County budget has tax hike
By Steve Herring
Published in News on June 6, 2011 1:46 PM
Wayne County property owners can expect to pay more in taxes should county commissioners agree to a 2.35 cent increase in the property tax rate that is included in the county's proposed $158 million budget.
For a person with property valued at $100,000, the increase would mean an additional $23.50 for the year. However, for people living outside municipalities, the increase would be offset somewhat by a $15 reduction in the solid waste user fee, from $60 to $45.
The proposed budget maintains the county's hiring freeze, except for essential personnel such as fire, rescue and law enforcement, and does not provide for across-the-board pay increases.
The proposal is expected to be unveiled at the commissioners' Tuesday meeting. An agenda briefing will start at 8 a.m. in the commissioners' meeting room on the fourth floor of the Wayne County Courthouse. The meeting will start at 9 a.m.
A public hearing on the proposal will be held June 21 at 9:15 a.m. in the commissioners' meeting room.
As a result of the recently completed countywide property revaluation, the state requires the county to advertise a revenue-neutral rate -- a rate that is estimated to produce revenue for the next fiscal year equal to the revenue for the current fiscal year if no reappraisal had occurred.
The rate is then adjusted by a growth factor equal to the average annual percentage increase in the tax base due to improvements since the last general reappraisal in 2003.
Using the state formula, the revenue-neutral rate for Wayne County would be 70.25 cents per $100 worth of property value. However, the budget lowers the current property tax rate from 76.4 cents to 72.6 cents with a tax base of $7,159,297,234 which in effect is an increase of 2.35 cents.
The difference is needed to cover the cost of future debt service and to make up for state and federal budget cuts, County Manager Lee Smith said.
The tax levy is anticipated to bring in $45,434,748, or about 48 percent of the total county revenues. State and federal funds make up 16 percent of the revenues; sales and use taxes, 14 percent; and fund balance, 9 percent. The remaining 13 percent is listed as other sources.
The budget proposal reflects an increase of almost $2 million from the current budget of $156 million.
Smith said that the proposal invests in needed infrastructure -- the new senior services facility, the new Mount Olive area library, Norwayne and Eastern Wayne middle schools and the construction of the new 20-plus-acre landfill cell.
The budget includes $13.5 million to renovate county-owned property on William Street to house the Health Department and $3.850 million to renovate the old Belk's building in Mount Olive to house Steele Memorial Library.
Education expenditures account for 23 percent of the proposed general fund operating budget.
Those costs include about $21 million for the public schools and about $3.5 million for Wayne Community College.
Capital projects include $8.9 million for renovations at Norwayne Middle School and $6.1 million at Eastern Wayne Middle School.
The budget also includes $18 million for current expense for the schools; $587,000 for Edgewood Developmental School; and $150,000 for WISH -- the same as in the current budget.
Capital outlay is down slightly from about $2.4 million to $2 million.
The totals for Wayne Community College are $2.99 million for current expense and $495,714 for capital outlay.
Human services account for the biggest slice of expenditures at 27 percent followed by public safety, 23 percent; general government, 14 percent; utilities, 6 percent; debt service, cultural/recreational and economic and physical development, 2 percent each; and transportation, 1 percent.

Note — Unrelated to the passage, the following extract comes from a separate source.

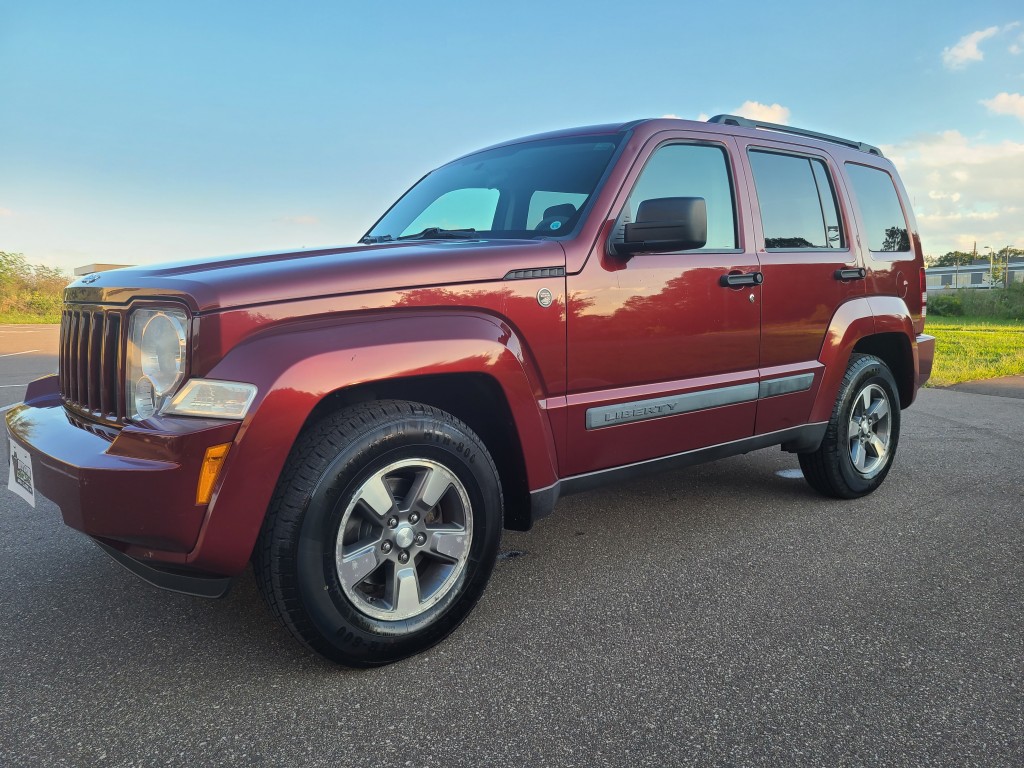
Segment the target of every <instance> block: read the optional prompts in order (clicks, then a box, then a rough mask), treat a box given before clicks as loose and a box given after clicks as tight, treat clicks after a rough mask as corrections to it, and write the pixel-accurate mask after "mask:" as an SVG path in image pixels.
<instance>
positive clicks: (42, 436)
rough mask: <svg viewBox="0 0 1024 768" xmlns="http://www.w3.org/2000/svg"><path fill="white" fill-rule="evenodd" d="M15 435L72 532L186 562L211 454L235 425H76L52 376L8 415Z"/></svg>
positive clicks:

"The outlook for the county's financial condition can be characterized as cautiously optimistic as we see the first signs of what is expected to be a slow recovery," Smith wrote in his budget message to commissioners. "While some revenue sources are experiencing flat or declining revenues, others are showing early signs of improvement. We cannot be sure if or when revenue growth will return to historical levels if ever, which makes planning for the future speculative and maintenance of reserve funds even more critical at this time."
However, not all county services will remain the same and as reductions in staff and spending continue, the impact will be felt by citizens, he wrote. Those possibilities include:
* Reductions in library hours and locations
* Delays in response to emergency medical calls while maintaining the 8 minute or less average
* Possible delays in law enforcement response due to expanding population and higher number of 911 calls
* Longer lines in health and human service areas, etc.
"These are just a few examples of impacted areas; however, our focus remains on providing high quality service, provided in a professional manner and as quickly as possible," Smith said in his budget message. "As the state continues to suffer from lost revenues, cost shifting to counties continues to loom over us."